This week’s Monday Morning Playbook spent a lot of time on energy and inflationary assets that have performed well over the past month, so I already wanted to dedicate some space to growth stocks. And right on cue, growth roared back to start this week with Alphabet, Adobe, and Tesla all gaining more than 4% yesterday.

The longer-term trends remain strong here. But I’ve been recommending a market-weight position for most growth sectors in light of those trends, contrasted with short-term signs of exhaustion and overly optimistic sentiment.

Now that many of these growth ETFs have paused or underperformed for over a month, I think it’s timely to check in on them.

We’ll look at:

  • Growth and technology indexes

  • Major sectors

  • and focused ETFs


Indexes

QQQ: Nasdaq 100

QQQ remains in a strong uptrend and the only real quibble with the absolute chart is the bearish RSI divergence that could indicate some slowing momentum.

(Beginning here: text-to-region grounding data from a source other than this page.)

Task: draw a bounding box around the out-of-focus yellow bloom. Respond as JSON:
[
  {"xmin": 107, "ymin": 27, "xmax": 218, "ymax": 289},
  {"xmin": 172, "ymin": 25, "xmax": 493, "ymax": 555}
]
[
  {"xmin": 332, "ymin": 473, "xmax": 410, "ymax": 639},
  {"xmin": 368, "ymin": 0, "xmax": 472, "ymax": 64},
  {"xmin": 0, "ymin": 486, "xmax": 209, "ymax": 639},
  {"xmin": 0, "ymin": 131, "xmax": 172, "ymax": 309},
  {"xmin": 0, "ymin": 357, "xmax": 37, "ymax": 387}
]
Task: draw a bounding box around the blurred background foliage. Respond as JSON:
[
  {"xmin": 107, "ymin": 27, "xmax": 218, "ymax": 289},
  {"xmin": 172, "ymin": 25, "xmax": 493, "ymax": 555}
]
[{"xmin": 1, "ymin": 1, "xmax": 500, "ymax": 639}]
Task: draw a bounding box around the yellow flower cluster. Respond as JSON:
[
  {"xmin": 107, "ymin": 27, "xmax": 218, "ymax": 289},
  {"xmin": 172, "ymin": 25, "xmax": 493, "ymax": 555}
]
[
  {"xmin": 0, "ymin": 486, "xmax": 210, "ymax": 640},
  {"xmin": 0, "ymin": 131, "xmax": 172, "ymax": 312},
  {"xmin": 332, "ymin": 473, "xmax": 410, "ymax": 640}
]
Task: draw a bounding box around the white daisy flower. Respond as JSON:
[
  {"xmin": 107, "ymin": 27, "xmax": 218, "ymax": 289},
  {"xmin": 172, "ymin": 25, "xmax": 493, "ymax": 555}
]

If we get a pullback, there is plenty of support between current levels and the $407 level. But, I’m most focused on the relative chart. As shown below, the slope of the 1-month MA for the QQQ:SPY ratio is negative and the 3-month is close to also falling below zero. Both of those haven’t been negative since January 2023, when the relative chart bottomed.

IWF: iShares Russell 1000 Growth ETF

Despite the recent pause, large growth is still the best-performing corner of the style box, up 9.8% YTD. And of course, the chart looks similar to QQQ with a strong uptrend but negative RSI divergence. First support here is in the $305-$312 range.

IWO: iShares Russell 2000 Growth ETF

Small-cap growth is up 3.33% YTD but it’s only beating small-cap blend and small-cap value, demonstrating that the recent rotation still hasn’t made its way down the cap scale. IWO finds itself in a bit of a no-man’s land, having broken out from an 18-month base, but stuck below resistance from 2021. I think this could be a good entry point in absolute terms, but without any relative strength, I won’t allocate our ETF portfolios to it.